Lam Pearl St. Hotel, LLC v Anthony T. Rinaldi, LLC
2026 NY Slip Op 01163 [247 AD3d 414]
March 3, 2026
Appellate Division, First Department
Published by New York State Law Reporting Bureau pursuant to Judiciary Law § 431.
As corrected through Wednesday, May 6, 2026
Lam Pearl Street Hotel, LLC, et al., Respondents,
v
Anthony T. Rinaldi, LLC, et al., Appellants, and Main Electrical Services, Inc., Respondent.
March 3, 2026
HEADNOTES
Indemnity — Contractual Indemnification — Construction Project
APPEARANCES OF COUNSEL
Milber Makris Plousadis & Seiden, LLP, Purchase (Todd S. Shaw of counsel), for appellants.
Sheps Law Group, PC, Huntington (Robert C. Sheps of counsel), and Denenberg Tuffley PLLC, Southfield, MI (Erin J. Rodenhouse, admitted pro hac vice, of counsel), for Lam Pearl Street Hotel, LLC, and others, respondents.
Wilson Elser Moskowitz Edelman & Dicker LLP, New York (Larry H. Lum of counsel), for Main Electrical Services, Inc., respondent.

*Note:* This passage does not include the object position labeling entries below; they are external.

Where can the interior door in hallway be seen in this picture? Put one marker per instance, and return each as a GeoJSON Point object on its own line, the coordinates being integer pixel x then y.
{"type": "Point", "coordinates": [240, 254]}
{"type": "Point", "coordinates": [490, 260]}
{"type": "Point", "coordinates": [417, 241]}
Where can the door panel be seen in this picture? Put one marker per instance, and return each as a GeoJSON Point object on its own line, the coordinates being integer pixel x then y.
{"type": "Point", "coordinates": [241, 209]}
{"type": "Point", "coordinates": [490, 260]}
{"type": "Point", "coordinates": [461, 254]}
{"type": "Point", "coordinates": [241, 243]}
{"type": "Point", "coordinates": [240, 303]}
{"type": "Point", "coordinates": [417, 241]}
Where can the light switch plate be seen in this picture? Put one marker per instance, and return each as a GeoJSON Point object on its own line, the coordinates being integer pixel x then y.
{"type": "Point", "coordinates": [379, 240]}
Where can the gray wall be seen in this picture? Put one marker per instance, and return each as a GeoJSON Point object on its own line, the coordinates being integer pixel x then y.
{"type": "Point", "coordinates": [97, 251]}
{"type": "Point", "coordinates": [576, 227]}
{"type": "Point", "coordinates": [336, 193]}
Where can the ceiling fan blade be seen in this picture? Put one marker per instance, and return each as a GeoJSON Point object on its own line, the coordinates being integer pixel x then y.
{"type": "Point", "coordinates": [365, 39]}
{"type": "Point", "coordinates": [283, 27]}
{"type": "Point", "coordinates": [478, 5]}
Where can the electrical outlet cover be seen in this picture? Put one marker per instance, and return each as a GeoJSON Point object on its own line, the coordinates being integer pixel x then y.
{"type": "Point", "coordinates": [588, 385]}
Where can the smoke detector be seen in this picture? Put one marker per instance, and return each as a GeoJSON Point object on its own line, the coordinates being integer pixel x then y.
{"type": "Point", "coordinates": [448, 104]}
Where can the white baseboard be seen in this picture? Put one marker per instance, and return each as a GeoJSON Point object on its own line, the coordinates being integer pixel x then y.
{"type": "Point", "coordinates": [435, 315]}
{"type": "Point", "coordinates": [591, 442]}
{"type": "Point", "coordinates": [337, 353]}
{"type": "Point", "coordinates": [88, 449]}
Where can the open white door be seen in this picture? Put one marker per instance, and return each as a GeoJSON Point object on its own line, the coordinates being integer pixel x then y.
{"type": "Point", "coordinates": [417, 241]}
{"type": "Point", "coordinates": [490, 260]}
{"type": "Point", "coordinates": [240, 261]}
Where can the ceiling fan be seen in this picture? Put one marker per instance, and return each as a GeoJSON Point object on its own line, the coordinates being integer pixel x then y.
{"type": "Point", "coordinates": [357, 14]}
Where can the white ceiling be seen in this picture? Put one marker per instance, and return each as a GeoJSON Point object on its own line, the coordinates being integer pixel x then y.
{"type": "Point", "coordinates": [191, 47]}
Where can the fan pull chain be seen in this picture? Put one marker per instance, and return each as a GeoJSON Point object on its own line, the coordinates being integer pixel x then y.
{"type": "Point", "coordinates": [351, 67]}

Order, Supreme Court, New York County (Mary V. Rosado, J.), entered on or about January 16, 2025, which, to the extent appealed from as limited by the briefs, granted the motion of defendants Anthony T. Rinaldi, LLC and the Rinaldi Group, LLC (Rinaldi defendants) for summary judgment on their contractual indemnification claim against defendant Main Electrical Services, Inc. conditioned on a finding of negligence against Main Electrical, unanimously modified, on the law, to the extent of making contractual indemnification conditioned on proof demonstrating that Main Electrical's acts or omissions in the performance of its work contributed to the losses claimed, and otherwise affirmed, without costs.

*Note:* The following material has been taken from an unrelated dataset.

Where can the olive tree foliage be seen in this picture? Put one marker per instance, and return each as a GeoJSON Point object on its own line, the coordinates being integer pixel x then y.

The right to contractual indemnification depends upon the specific language of the contract (Pena v Intergate Manhattan LLC, 234 AD3d 618 [1st Dept 2025]; Ging v F.J. Sciame Constr. Co., Inc., 193 AD3d 415, 417-418 [1st Dept 2021]). Here, defendant subcontractor Main Electrical agreed to indemnify the Rinaldi defendants, as the general contractor on the construction project, for any and all losses arising in connection with Main Electrical's work, provided Main Electrical's "acts or omissions" in the performance of such work "contributed to" such losses. Such indemnification obligation would be enforceable regardless of whether or not the losses were caused in part by an indemnitee. The indemnification provision did not contain a negligence trigger.

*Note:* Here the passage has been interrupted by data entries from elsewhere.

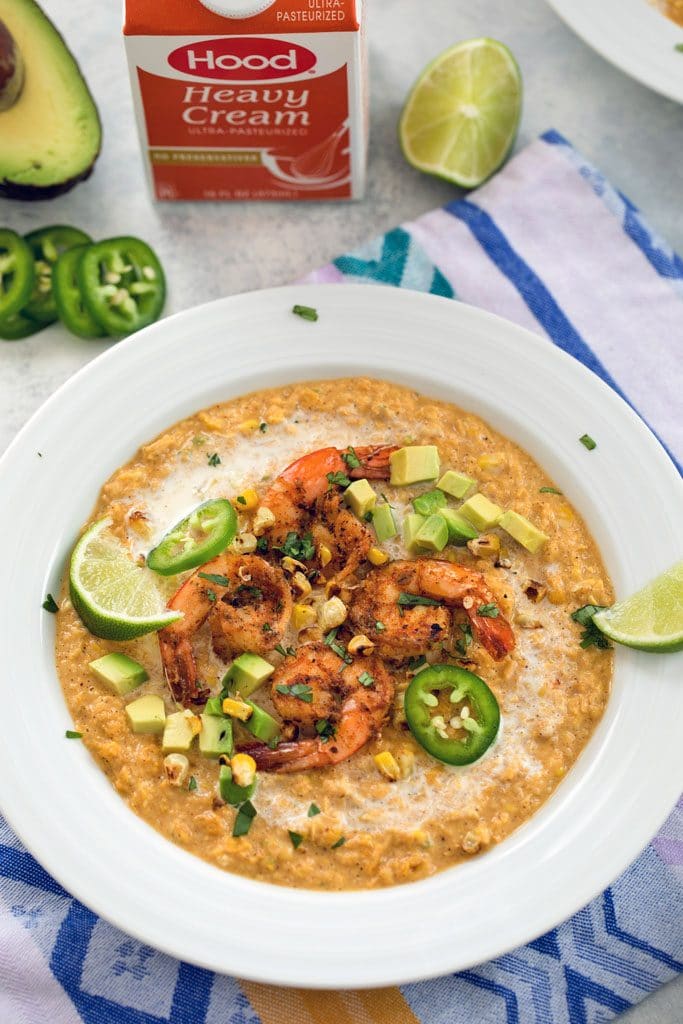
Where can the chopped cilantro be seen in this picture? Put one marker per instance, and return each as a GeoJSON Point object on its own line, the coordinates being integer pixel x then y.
{"type": "Point", "coordinates": [300, 690]}
{"type": "Point", "coordinates": [338, 479]}
{"type": "Point", "coordinates": [305, 312]}
{"type": "Point", "coordinates": [350, 458]}
{"type": "Point", "coordinates": [301, 548]}
{"type": "Point", "coordinates": [338, 648]}
{"type": "Point", "coordinates": [246, 815]}
{"type": "Point", "coordinates": [591, 637]}
{"type": "Point", "coordinates": [410, 600]}
{"type": "Point", "coordinates": [325, 729]}
{"type": "Point", "coordinates": [216, 578]}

It is uncontested that the property losses alleged by plaintiffs were caused in part, if not primarily attributable to, the actions and omissions of Main Electrical's employees as they worked on the building's fire sprinkler system. Main Electrical is obligated to indemnify the Rinaldi defendants for its acts or omissions that contributed to the property losses alleged, which is a lesser showing than if the indemnification language required "negligent acts or omissions." To the extent the Rinaldi defendants have yet to establish that they are entirely free from negligence in the cause of any losses alleged, conditional contractual indemnification is appropriate (see Antoniak v P.S. Marcato El. Co., Inc., 144 AD3d 407, 408 [1st Dept 2016]). Concur—Webber, J.P., Shulman, Higgitt, Rosado, Hagler, JJ.